POLITIQUE

Compressions budgétaires: les commissaires scolaires offrent 10% de leur salaire aux élèves

01/09/2014 01:39 EDT | Actualisé 01/09/2014 01:39 EDT
Getty Images

Les commissaires scolaires de Sorel-Tracy ont trouvé une façon inusitée de dénoncer les compressions imposées par le ministère de l'Éducation. Ils ont accepté à l'unanimité que leur salaire soit amputé de 10 % pour que l'argent soit réinvesti dans les services aux élèves de leurs écoles. Ce serait une première au Québec.

Un texte de Marie-Ève Maheu

Les 19 commissaires élus verseront ainsi 3370 $ d'ici les élections scolaires du 2 novembre. Une goutte d'eau dans l'océan sur un budget de 70 millions de dollars, reconnait la commissaire Sylvie Labelle, qui a proposé l'idée. Mais pour elle, il s'agit avant tout d'un cri du coeur.

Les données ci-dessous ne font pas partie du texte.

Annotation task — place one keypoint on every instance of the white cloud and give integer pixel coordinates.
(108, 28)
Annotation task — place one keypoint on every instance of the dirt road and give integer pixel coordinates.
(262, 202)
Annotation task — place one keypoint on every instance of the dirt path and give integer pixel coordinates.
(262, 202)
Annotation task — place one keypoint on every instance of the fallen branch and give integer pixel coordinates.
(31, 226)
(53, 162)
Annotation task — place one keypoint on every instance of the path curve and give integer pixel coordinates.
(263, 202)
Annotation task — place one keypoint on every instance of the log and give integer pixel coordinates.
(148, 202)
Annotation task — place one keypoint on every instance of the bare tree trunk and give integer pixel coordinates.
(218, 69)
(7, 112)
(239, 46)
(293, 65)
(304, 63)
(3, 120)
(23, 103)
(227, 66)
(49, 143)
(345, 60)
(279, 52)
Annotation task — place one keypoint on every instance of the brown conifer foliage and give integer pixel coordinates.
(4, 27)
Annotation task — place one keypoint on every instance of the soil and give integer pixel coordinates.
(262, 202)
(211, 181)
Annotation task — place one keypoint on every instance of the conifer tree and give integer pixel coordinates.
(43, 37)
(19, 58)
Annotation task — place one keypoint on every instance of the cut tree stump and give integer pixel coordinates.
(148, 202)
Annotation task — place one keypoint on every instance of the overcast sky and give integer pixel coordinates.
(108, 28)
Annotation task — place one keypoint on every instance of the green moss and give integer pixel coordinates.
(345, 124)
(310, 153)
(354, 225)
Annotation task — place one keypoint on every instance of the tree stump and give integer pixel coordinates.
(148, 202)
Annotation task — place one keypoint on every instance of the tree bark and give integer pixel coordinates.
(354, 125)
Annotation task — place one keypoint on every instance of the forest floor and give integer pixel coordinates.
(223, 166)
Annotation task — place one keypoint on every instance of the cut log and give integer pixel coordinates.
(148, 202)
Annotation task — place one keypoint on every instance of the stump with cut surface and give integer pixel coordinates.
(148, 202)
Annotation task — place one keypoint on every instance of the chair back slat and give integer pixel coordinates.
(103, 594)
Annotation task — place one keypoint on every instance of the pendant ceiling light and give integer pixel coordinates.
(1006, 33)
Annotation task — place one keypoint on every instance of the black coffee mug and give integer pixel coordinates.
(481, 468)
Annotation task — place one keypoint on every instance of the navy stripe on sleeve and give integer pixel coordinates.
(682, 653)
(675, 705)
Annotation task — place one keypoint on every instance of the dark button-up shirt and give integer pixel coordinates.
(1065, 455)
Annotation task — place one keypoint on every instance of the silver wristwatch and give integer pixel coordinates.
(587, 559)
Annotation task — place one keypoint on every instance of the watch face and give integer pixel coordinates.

« Le gouvernement dit : "Non, non, on ne coupe pas dans les services aux élèves, on coupe dans le gras. Pis il y a encore du gras, pis encore du gras." Mais il n'y en a plus de gras, là! »

— Sylvie Labelle

La commission scolaire a dû adopter cette année un budget déficitaire et se contraindre à couper dans les services aux élèves : il n'y aura pas d'aide aux devoirs, pas d'achat de nouveaux livres, et beaucoup moins d'activités parascolaires auront lieu dans les écoles de la région. La commission va plutôt prioriser le maintien des services professionnels, comme les psychoéducateurs et les psychologues.

« C'est sûr qu'il y a un effet domino qui se rend à la réussite des élèves », se désole Sylvie Labelle.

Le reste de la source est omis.